Naquela época, não sabíamos muito bem o que iríamos enfrentar, tudo estava organizado como uma viagem de grupo, os traslados, a estadia e até a comida, e só precisávamos levar algumas liras, a moeda local, para comprar alguma lembrança.
Para isso, vários de nós trocamos uma pequena quantia no banco antes de partir, embora houvesse quem preferisse fazê-lo no aeroporto de chegada, porque esperava que o câmbio fosse mais favorável no país de destino.
Era uma daquelas coisas que nós, jovens, acreditávamos que, ao ganhar um pouco de dinheiro, economizando ao máximo em algumas pequenas coisas, poderíamos fundar no dia de amanhã uma grande empresa.
Agora que me lembro que vários de meus colegas de turma foram altos executivos de grandes empresas, inclusive um deles foi diretor do FMI. (Fundo Monetário Internacional), cargo que nenhum de nós nem sonhava em alcançar, apesar da influência, do poder e do dinheiro de alguns de nossos pais. Mas, daqueles jovens impetuosos e ambiciosos, o que resta agora?
De vez em quando, uma parte da turma se reunia para celebrar a passagem das décadas desde que nos formamos, mas desses, que eram os que tinha mais contato, não resta mais ninguém.
Os anos atingiram a todos, apesar das grandes fortunas que alguns acumularam ou das muitas cirurgias feitas por alguns, para trocar um baço, fígado ou até o coração, tentando remediar os excessos da sua juventude, tentando enganar a morte, mas mais cedo ou mais tarde ela chega a todos nós. Não sei por que não me alcançou, talvez ainda tenha algo a fazer, mas não saberia dizer o quê.
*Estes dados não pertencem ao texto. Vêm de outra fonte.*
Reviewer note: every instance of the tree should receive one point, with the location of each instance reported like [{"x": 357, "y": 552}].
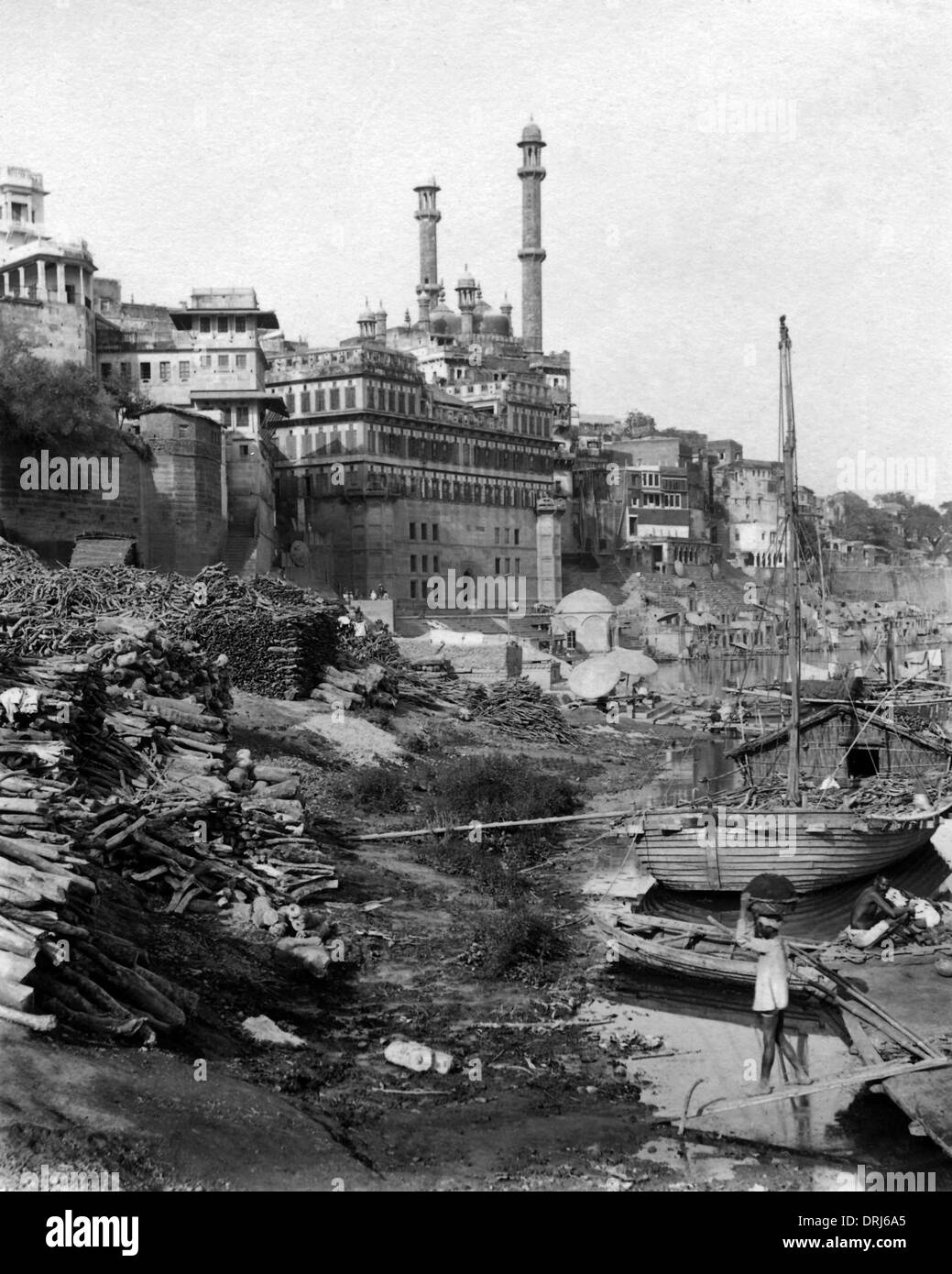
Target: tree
[
  {"x": 127, "y": 398},
  {"x": 866, "y": 523},
  {"x": 638, "y": 424},
  {"x": 43, "y": 402}
]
Agora que me lembro, conheço um amigo que após gastar a sua fortuna em doações para centros de pesquisa para que lhe buscassem uma cura para essa terrível doença que é a velhice, tudo o que conseguiu foi um solitário e frio caixão, com um metro e oitenta de comprimento por setenta de largura, em um centro experimental onde conservam o seu corpo congelado.
Lá, permanece inerte como se estivesse dormindo profundamente, esperando que, passados uns anos, talvez umas décadas, a tecnologia avance tanto que lhe consigam reanimar para lhe conceder a tão almejada longa vida.
Pessoalmente, e após ter sobrevivido a tanto, entendo que poucos anos já teria sido suficiente… se eu tivesse percebido o que é realmente importante.
Tanto tempo desperdiçado buscando e desejando, sem saber o verdadeiro valor de cada instante. Muitas vezes pensei que, se tivesse uma segunda oportunidade, mudaria muito do que fiz. Não é que me arrependa, pois tenho a consciência tranquila, mas faria de outra maneira, e inclusive, em outra ordem.
Tantas lembranças, tantas vivências e, agora, são só fotos num álbum antigo acumuladas em alguma caixa, ou algumas emolduradas e penduradas na parede à espera de que alguém venha e me pergunte sobre ela.
Nunca fui muito bom em contar histórias, pois minha pressa sempre me aconselhava que fosse direto ao ponto, omitindo os detalhes, mas agora, mesmo que eu quisesse, esses detalhes já não existem, só as fotos e algumas anotações. O resto fica como se eu estivesse atrás de uma espessa névoa da manhã, que oculta a paisagem.
O que me dá uma estranha sensação, as vezes de admiração e outras de impotência, sabendo que há tesouros detrás da névoa, você tem certeza de que estão lá, mas são inacessíveis.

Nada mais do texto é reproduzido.